The coupling of C–S bonds is fundamental for the production of sulfur-containing chemical feedstocks in synthetic sulfur chemistry, while it remains a great challenge via heterogeneous catalysis over well-known transition metal-based catalysts. Herein, we identify that potassium polysulfides/oxy-sulfides/oxides (K–S(-O) species), the typical promoters, are the key active sites for coupling C–S bonds, while the vacancy-rich molybdenum disulfide (MoS2) phases are found to be promoters to form the interfacial “K–Sactive-Mov” species, which greatly reduce the activation energy barrier. The generation of the interfacial “K–Sactive-Mov” sites is demonstrated by integrated aberration-corrected high-angle annular dark-field scanning transmission electron microscopy (AC-HAADF-STEM) and X-ray absorption fine structure (XAFS) spectroscopy.
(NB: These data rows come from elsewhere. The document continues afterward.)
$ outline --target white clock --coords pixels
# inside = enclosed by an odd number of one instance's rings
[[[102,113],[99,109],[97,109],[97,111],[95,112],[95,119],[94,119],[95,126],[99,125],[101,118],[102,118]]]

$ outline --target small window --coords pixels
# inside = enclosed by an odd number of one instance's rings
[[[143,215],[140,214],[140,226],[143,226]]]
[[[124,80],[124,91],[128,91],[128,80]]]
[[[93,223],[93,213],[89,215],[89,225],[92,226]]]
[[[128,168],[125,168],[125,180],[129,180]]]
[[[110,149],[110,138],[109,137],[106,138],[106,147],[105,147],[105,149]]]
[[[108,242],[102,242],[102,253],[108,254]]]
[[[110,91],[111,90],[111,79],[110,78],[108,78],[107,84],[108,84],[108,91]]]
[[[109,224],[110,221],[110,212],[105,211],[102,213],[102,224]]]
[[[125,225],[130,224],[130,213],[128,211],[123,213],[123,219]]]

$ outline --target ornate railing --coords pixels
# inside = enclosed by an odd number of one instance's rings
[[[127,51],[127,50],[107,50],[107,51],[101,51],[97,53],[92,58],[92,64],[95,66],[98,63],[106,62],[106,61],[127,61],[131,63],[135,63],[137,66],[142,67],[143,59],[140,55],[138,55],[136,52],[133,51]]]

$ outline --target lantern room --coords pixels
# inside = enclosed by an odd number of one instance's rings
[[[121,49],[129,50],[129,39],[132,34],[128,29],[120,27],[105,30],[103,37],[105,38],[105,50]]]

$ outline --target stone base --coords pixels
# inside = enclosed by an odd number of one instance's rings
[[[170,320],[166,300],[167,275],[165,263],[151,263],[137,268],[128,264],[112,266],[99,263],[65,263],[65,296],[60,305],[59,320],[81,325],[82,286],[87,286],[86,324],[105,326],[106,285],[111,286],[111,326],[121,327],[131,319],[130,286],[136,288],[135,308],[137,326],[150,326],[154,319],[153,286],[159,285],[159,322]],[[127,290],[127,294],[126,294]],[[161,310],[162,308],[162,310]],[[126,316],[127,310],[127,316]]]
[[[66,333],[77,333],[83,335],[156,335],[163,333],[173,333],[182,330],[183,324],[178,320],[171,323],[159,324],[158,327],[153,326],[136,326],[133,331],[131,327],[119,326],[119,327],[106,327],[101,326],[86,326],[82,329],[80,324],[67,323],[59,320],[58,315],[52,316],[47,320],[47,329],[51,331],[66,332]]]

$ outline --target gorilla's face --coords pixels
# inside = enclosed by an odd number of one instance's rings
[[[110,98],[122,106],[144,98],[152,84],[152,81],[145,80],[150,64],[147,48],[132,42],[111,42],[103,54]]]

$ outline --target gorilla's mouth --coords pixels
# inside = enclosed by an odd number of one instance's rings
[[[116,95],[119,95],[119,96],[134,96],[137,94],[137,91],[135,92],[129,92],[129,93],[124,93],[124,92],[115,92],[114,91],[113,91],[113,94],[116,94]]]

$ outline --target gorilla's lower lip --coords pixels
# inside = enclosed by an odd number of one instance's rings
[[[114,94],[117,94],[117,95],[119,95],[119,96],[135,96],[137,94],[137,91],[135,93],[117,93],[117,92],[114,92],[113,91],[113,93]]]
A structure–performance relationship between the active interfacial “K–Sactive-Mov” sites and the C–S coupling activity is established through qualitative and quantitative analysis. In situ diffuse reflectance infrared Fourier transform spectroscopy combined with density functional theory (DFT) calculations further confirms the formation of key COSH* and C–S related intermediates and reveals the reaction mechanism of C–S bond formation at the molecular level.